Training your company to make the tool a part of your agency’s procurement workflow in an important step. Again, SmartProcure is free, so we’re perfectly fine giving them a plug here.
The Free Problem
While several products (including at least one we’ve written about here) have started out as “Free to law enforcement,” only to later change the terms and conditions associated with that offer, we think that the risk is somewhat lower here.
It’s an important distinction that it is not just free to law enforcement, it’s free to all government.
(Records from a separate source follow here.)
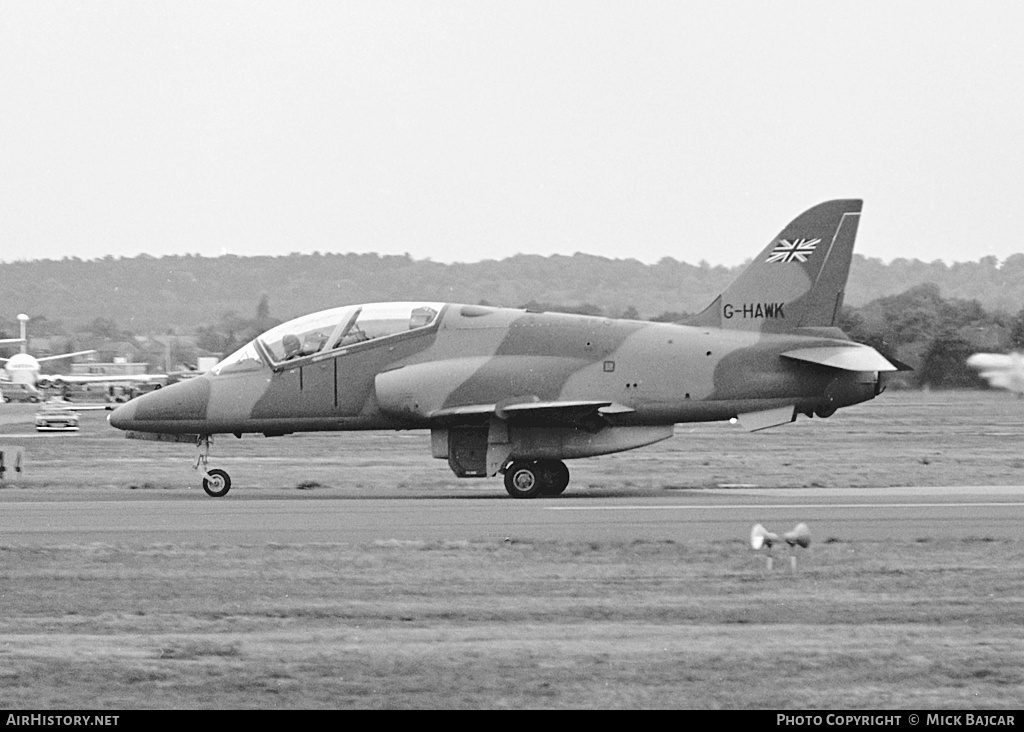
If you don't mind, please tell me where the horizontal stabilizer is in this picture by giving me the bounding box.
[736,404,797,432]
[782,344,900,371]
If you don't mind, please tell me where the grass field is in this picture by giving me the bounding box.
[0,392,1024,709]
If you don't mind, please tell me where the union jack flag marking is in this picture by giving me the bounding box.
[765,239,821,262]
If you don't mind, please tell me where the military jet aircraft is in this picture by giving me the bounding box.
[109,201,901,499]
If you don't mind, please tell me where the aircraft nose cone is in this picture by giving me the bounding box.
[109,377,210,432]
[106,400,136,430]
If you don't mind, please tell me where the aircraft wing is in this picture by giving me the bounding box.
[36,348,96,363]
[430,400,633,426]
[782,344,903,371]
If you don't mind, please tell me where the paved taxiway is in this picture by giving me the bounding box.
[0,486,1024,546]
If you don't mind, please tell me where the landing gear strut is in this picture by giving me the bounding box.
[193,435,231,499]
[505,460,569,499]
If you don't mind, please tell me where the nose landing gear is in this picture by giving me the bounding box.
[193,435,231,499]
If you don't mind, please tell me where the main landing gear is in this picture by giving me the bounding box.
[505,460,569,499]
[193,435,231,499]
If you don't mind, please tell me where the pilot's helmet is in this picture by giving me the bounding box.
[281,333,302,358]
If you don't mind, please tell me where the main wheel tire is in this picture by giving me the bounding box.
[537,460,569,496]
[505,462,541,499]
[203,468,231,499]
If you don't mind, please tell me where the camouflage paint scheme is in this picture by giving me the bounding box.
[110,201,900,498]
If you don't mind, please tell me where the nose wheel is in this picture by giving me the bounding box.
[194,435,231,499]
[203,468,231,499]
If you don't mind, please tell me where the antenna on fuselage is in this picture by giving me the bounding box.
[17,312,29,353]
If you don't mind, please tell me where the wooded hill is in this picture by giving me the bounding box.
[0,254,1024,334]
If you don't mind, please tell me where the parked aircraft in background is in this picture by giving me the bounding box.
[109,201,903,498]
[0,313,167,395]
[967,353,1024,393]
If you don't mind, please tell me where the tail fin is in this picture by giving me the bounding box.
[689,200,863,333]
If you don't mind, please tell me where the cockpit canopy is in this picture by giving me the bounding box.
[212,302,443,374]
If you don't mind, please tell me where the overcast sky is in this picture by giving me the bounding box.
[0,0,1024,265]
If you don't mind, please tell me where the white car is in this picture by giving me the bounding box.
[36,404,79,432]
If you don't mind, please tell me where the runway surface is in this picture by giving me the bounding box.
[0,486,1024,546]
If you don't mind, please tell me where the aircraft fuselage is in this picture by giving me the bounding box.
[111,305,878,434]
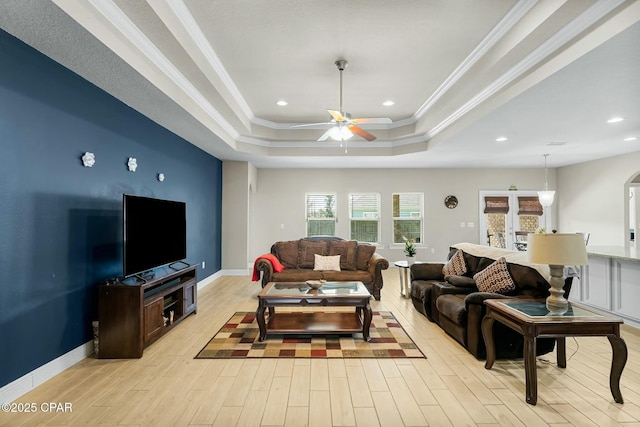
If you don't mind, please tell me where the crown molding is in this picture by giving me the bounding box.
[163,0,256,127]
[427,0,625,138]
[82,0,240,139]
[413,0,538,121]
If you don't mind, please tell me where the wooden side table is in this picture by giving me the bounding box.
[482,299,627,405]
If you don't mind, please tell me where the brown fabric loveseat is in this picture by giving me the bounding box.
[411,243,573,359]
[255,236,389,300]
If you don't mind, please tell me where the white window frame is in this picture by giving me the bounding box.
[349,192,381,244]
[304,192,338,237]
[391,191,425,245]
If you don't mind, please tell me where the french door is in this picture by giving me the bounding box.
[478,191,549,250]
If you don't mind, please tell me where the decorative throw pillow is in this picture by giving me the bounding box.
[274,240,298,268]
[298,239,329,268]
[442,249,467,276]
[313,254,340,271]
[356,243,376,271]
[329,240,358,270]
[473,257,516,294]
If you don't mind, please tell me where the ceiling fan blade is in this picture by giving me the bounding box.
[347,125,376,141]
[318,128,333,142]
[351,117,392,125]
[327,110,347,122]
[289,122,333,128]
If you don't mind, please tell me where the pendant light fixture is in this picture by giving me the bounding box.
[538,154,556,208]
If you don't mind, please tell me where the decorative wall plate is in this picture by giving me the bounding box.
[444,196,458,209]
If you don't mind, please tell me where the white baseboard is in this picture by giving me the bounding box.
[0,340,93,403]
[198,270,224,290]
[0,270,235,404]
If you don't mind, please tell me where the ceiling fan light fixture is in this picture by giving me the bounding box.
[329,126,353,141]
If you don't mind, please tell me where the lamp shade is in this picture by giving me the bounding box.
[527,233,589,265]
[538,190,556,208]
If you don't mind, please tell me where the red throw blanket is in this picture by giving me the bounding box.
[251,254,284,282]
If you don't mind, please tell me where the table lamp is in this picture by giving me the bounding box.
[527,233,589,314]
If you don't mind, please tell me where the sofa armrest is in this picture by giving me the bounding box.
[255,259,273,288]
[409,262,444,280]
[369,252,389,301]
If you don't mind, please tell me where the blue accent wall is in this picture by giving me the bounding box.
[0,30,222,387]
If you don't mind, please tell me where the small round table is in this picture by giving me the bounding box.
[393,260,419,298]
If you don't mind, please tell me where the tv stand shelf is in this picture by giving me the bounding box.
[98,265,197,359]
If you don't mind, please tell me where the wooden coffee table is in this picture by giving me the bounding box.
[256,282,372,341]
[482,299,627,405]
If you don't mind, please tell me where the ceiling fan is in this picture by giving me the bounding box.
[291,59,391,141]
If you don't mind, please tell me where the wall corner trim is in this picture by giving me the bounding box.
[0,340,94,403]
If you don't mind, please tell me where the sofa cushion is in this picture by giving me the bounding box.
[356,243,376,270]
[444,275,476,288]
[313,254,340,271]
[436,294,467,325]
[298,239,329,268]
[442,250,467,276]
[473,257,516,294]
[274,240,298,268]
[329,240,358,270]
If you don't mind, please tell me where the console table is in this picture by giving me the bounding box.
[482,299,627,405]
[98,265,198,359]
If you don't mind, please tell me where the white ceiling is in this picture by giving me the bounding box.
[0,0,640,168]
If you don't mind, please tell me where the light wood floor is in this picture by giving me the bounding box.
[0,268,640,427]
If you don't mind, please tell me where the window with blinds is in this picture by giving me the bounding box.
[305,193,336,237]
[349,193,380,243]
[392,193,424,243]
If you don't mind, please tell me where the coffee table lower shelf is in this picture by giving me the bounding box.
[261,312,363,341]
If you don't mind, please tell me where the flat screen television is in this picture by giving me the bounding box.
[122,194,187,277]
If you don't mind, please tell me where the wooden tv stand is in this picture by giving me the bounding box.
[98,265,197,359]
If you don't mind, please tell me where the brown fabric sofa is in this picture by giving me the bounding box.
[255,236,389,300]
[410,243,573,359]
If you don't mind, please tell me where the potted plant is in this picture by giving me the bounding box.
[404,239,416,265]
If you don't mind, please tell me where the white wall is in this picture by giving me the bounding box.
[248,169,555,261]
[554,152,640,246]
[222,161,255,272]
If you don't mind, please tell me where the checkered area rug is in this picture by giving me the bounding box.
[195,311,425,359]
That’s part of SmartProcure’s core business model: it sells to vendors interested in finding new sales leads and to keep the paying vendors interested, SmartProcure must deliver the goods—in this case regularly updated, complete government records. This is an easily understandable business model, unlike some of the others we’ve dealt with, which hoped to later upsell against “free.”
We look at it as enlightened self-interest: SmartProcure is dependent on government to provide the FOIA requests SmartProdure needs to maintain a viable product.
And we can tell you that, even though we get it free at the PD, Dave and I have spent the money to buy SmartProcure as a vendor company because, frankly, it’s absolutely essential that we get this kind of intelligence.
That fact (Dave and I, you understand, are pretty darned cheap) is enough to convince us that the model SmartProcure is following is one that is sustainable.
Disclaimer: While the authors’ company is a paying customer of SmartProcure services, neither they nor their company, StreetCred Software, have been remunerated in any way for this coverage.